Kendi konuşmalı insanın.
Bir partinin kadın kolları varsa, bu var oluş hali bir yok oluşun hazin bir göstergesidir.
Partinin erkek olduğunun kabulüdür, hem de en önce kadınlar tarafından kadın kollarına üye olarak hele de yönetici olmak.
Hayır hayır, aklınız hemen kadınlar ayrı parti kursunlara gitti biliyorum da; o benim görüşüm değil sizin ezbere kuruntunuz.
Kurmayınız olmayanı, olanı biliniz ve ona göre aktive olunuz, malûm aktivizm-aktivistlik-aktivite yapmak moda ya şimdi.
Eskiden eylem yapardınız, daha eskiden miting, grev gibi şeyler, ne olduysanız oldunuz grevden, mitingten, hak aramaktan farıyıp aktive olmaya başladınız.

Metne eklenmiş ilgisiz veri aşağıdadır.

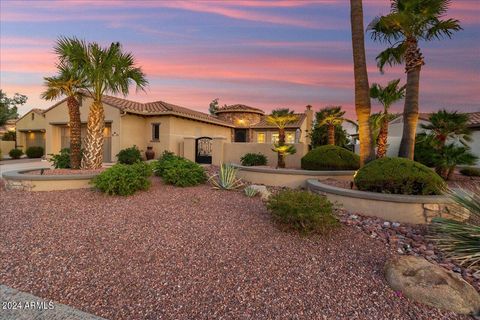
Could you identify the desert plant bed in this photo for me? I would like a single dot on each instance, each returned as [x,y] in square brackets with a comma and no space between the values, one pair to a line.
[190,253]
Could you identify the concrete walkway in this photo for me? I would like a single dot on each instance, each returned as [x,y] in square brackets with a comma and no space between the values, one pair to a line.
[17,305]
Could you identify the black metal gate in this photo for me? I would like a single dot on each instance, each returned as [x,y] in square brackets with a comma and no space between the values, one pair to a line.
[203,150]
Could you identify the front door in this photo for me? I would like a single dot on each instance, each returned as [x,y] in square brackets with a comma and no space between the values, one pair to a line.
[240,135]
[203,150]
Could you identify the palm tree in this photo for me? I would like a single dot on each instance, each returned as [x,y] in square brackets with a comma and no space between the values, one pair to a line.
[386,96]
[331,117]
[408,22]
[281,118]
[445,125]
[68,82]
[362,98]
[106,70]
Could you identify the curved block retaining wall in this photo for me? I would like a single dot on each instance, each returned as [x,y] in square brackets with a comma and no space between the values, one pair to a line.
[393,207]
[21,180]
[291,178]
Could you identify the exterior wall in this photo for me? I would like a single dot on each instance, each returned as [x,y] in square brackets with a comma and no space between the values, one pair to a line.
[234,151]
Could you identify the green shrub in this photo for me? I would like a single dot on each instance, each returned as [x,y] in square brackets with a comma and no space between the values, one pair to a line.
[122,179]
[470,172]
[61,160]
[330,157]
[129,155]
[398,176]
[34,152]
[179,171]
[254,159]
[15,153]
[303,210]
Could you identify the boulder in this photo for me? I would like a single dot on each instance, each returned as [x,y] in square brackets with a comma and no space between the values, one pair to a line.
[262,190]
[431,284]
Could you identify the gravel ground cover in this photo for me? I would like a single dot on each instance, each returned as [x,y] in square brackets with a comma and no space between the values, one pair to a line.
[192,253]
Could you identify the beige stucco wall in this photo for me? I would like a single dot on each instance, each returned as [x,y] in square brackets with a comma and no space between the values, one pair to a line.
[234,151]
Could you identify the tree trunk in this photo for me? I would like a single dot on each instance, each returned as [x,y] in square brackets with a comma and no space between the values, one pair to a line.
[331,134]
[382,138]
[413,62]
[362,89]
[93,154]
[75,132]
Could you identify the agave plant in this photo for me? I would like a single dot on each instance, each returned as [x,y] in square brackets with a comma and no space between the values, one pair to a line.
[226,179]
[250,191]
[460,239]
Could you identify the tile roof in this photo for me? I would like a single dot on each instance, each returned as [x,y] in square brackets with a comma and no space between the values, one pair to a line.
[239,108]
[263,124]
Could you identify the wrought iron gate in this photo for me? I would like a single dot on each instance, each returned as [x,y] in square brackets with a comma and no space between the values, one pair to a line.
[203,150]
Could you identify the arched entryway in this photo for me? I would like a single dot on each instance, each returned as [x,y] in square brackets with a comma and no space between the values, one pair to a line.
[203,150]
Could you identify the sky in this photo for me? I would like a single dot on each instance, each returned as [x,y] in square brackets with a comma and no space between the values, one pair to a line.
[266,54]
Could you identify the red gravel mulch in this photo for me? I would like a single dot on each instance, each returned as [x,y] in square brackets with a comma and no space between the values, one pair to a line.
[192,253]
[54,172]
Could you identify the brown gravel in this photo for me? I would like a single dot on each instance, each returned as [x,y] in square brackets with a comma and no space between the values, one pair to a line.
[191,253]
[55,172]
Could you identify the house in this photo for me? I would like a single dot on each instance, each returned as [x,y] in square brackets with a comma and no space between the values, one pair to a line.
[160,125]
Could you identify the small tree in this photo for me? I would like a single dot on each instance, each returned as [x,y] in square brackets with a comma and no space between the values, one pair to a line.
[281,118]
[8,106]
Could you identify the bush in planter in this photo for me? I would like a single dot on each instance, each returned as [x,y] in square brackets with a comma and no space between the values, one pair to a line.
[124,180]
[129,155]
[330,157]
[470,172]
[254,159]
[398,176]
[303,210]
[61,160]
[179,171]
[15,153]
[34,152]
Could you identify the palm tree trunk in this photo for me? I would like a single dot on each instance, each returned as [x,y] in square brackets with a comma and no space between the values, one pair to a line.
[331,134]
[75,132]
[93,154]
[413,62]
[382,138]
[362,89]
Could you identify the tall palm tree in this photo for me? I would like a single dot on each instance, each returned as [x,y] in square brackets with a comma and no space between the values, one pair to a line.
[362,98]
[106,70]
[68,82]
[387,95]
[408,22]
[331,117]
[281,118]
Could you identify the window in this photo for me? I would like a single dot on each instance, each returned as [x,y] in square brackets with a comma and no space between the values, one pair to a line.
[155,131]
[261,137]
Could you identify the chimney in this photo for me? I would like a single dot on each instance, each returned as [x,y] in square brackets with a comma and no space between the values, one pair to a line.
[309,123]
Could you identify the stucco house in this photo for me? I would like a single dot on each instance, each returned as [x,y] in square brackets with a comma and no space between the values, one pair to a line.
[160,125]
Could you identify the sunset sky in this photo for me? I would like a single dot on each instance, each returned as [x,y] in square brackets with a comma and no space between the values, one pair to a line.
[266,54]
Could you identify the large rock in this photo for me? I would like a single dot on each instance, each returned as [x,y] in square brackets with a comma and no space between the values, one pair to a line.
[430,284]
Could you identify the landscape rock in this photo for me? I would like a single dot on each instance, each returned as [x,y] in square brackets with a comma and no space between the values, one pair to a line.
[431,284]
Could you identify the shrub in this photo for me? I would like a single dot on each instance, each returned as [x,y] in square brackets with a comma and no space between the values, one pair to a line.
[15,153]
[61,160]
[303,210]
[123,180]
[179,171]
[34,152]
[226,179]
[470,172]
[398,176]
[129,155]
[254,159]
[330,157]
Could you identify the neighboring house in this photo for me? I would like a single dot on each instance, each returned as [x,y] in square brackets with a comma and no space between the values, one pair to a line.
[160,125]
[31,129]
[395,131]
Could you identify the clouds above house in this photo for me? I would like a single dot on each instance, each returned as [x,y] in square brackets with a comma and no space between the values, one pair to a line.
[261,53]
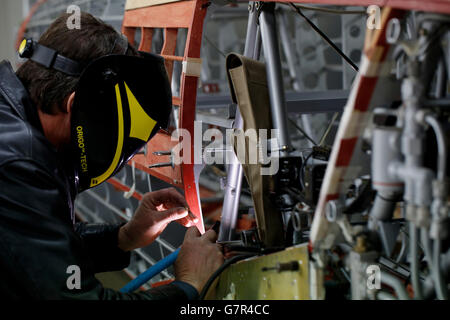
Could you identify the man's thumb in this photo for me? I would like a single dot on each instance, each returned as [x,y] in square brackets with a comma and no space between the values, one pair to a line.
[192,232]
[173,214]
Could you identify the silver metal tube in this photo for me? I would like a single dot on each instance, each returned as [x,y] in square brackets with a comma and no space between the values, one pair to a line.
[382,295]
[274,75]
[442,146]
[414,257]
[396,284]
[235,173]
[441,286]
[426,244]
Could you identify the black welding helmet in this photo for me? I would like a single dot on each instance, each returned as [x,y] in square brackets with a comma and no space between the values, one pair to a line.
[120,103]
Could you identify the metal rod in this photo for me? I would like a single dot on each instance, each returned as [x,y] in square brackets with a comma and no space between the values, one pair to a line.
[235,174]
[274,75]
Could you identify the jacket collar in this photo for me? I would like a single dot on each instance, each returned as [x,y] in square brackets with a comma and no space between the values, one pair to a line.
[12,89]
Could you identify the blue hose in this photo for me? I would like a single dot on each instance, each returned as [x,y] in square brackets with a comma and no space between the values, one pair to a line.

Kadınlar, kendi adımları ve sesleri, sözleri ile kendi sorunlarını hem de partilerindeki erkek arkadaşlarına, yöneticilerine, idarecilerine rağmen söylemeli ve yürümelidir kendi yolunu, kadın olmanın ayrıcalığı tuzağına, kotasına, makamiyesine düşmeden.
Makamiye dedim, bu bir dil sürçmesi değil. Bu kadınların ayrıcalık peşinde koşmalarının dilimize kazandırdığı bir kavram.

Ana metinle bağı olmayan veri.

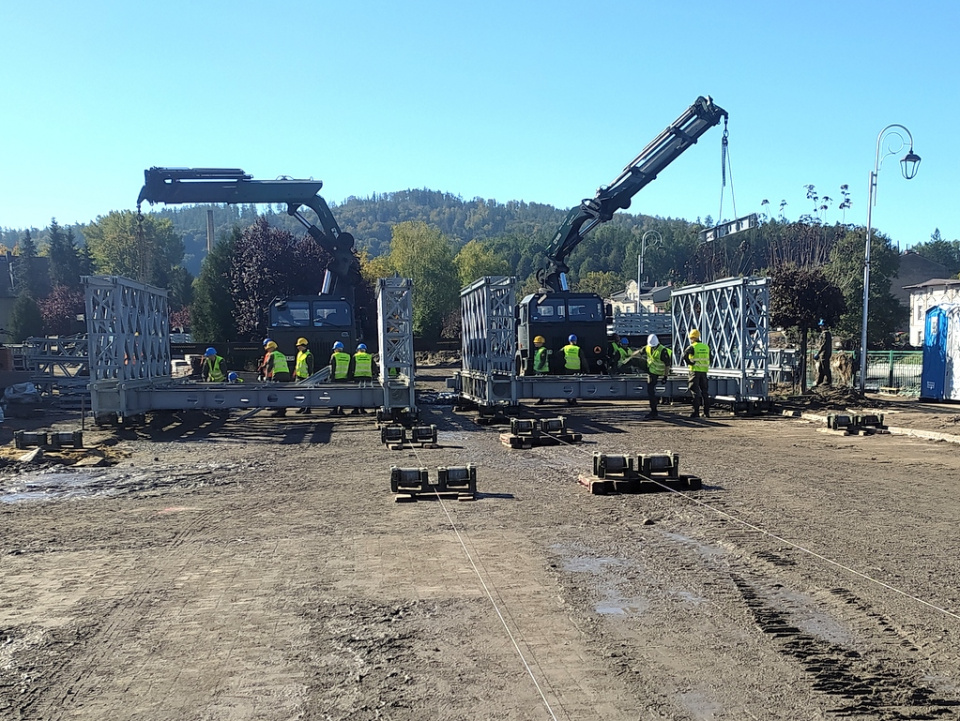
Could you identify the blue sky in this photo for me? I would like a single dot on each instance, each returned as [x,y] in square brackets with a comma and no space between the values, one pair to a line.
[534,101]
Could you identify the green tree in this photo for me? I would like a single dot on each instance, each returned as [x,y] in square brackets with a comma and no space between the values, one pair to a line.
[845,270]
[425,255]
[475,260]
[64,257]
[144,249]
[26,276]
[25,319]
[604,284]
[212,311]
[802,297]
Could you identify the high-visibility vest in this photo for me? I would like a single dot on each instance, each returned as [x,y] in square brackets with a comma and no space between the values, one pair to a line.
[701,358]
[341,365]
[362,365]
[620,352]
[541,360]
[215,372]
[280,363]
[303,368]
[655,364]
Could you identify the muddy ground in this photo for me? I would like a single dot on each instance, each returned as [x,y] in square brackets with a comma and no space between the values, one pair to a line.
[227,569]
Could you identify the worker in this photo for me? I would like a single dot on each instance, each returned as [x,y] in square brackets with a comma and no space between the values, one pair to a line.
[339,363]
[659,360]
[276,370]
[363,370]
[541,360]
[303,367]
[541,356]
[823,354]
[363,366]
[339,370]
[211,368]
[574,361]
[697,357]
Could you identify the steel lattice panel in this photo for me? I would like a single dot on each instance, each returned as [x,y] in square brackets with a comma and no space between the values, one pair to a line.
[488,335]
[395,314]
[128,327]
[733,319]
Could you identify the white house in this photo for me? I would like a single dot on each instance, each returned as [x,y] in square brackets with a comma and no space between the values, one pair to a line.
[926,295]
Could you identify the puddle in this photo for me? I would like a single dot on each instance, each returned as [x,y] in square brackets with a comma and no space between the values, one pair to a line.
[55,485]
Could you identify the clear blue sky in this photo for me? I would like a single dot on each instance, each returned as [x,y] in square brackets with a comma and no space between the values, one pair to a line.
[535,101]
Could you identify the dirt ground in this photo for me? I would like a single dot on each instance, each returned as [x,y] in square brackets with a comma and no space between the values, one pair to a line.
[260,568]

Ressamsanız ressamsınız, kadın ressam da ne demek ille de öyle anılmak istiyorsanız ressamiye koyun sıffatınızı, şaire, filan.
Örgütlerin cinsiyeti, hele de bu örgütler siyasi parti ise akla bile gelmemelidir ve eğer parti başkanı seçilen kişinin eşi partinin, first lady, first centleman sıffatlarını benimser ve örgüt de bunu kullanırsa, o örgüt değil örgütümsüdür ve first ise dekorasyon.

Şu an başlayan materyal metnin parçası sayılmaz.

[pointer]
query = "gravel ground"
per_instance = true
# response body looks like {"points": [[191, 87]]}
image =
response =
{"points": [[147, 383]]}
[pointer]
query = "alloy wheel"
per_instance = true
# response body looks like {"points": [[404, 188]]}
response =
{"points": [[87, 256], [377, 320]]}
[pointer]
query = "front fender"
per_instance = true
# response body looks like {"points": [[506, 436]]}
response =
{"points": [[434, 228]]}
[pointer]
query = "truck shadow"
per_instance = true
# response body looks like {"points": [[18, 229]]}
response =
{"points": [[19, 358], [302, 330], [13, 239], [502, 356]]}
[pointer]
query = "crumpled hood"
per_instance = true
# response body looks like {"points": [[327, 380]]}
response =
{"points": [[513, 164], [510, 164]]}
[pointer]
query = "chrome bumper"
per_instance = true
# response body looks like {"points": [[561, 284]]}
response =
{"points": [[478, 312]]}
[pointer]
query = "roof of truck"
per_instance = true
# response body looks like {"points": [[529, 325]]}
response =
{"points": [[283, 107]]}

Sözünü söylemeli insan eşinin arkasına makamına sığınmadan.
Davetiye yazarken Mehmet Bey ve eşi hitabına ne kadar illet oluyorsanız, o kadar illet olmalısınız kadın kolları ve first olmaya da.
Makinist olabilir kadınlar, duvarcı da olabilir lâkin makinist eşi diye araba tamir etmeye, kasap eşi diye koyun kesmeye kalkarsa…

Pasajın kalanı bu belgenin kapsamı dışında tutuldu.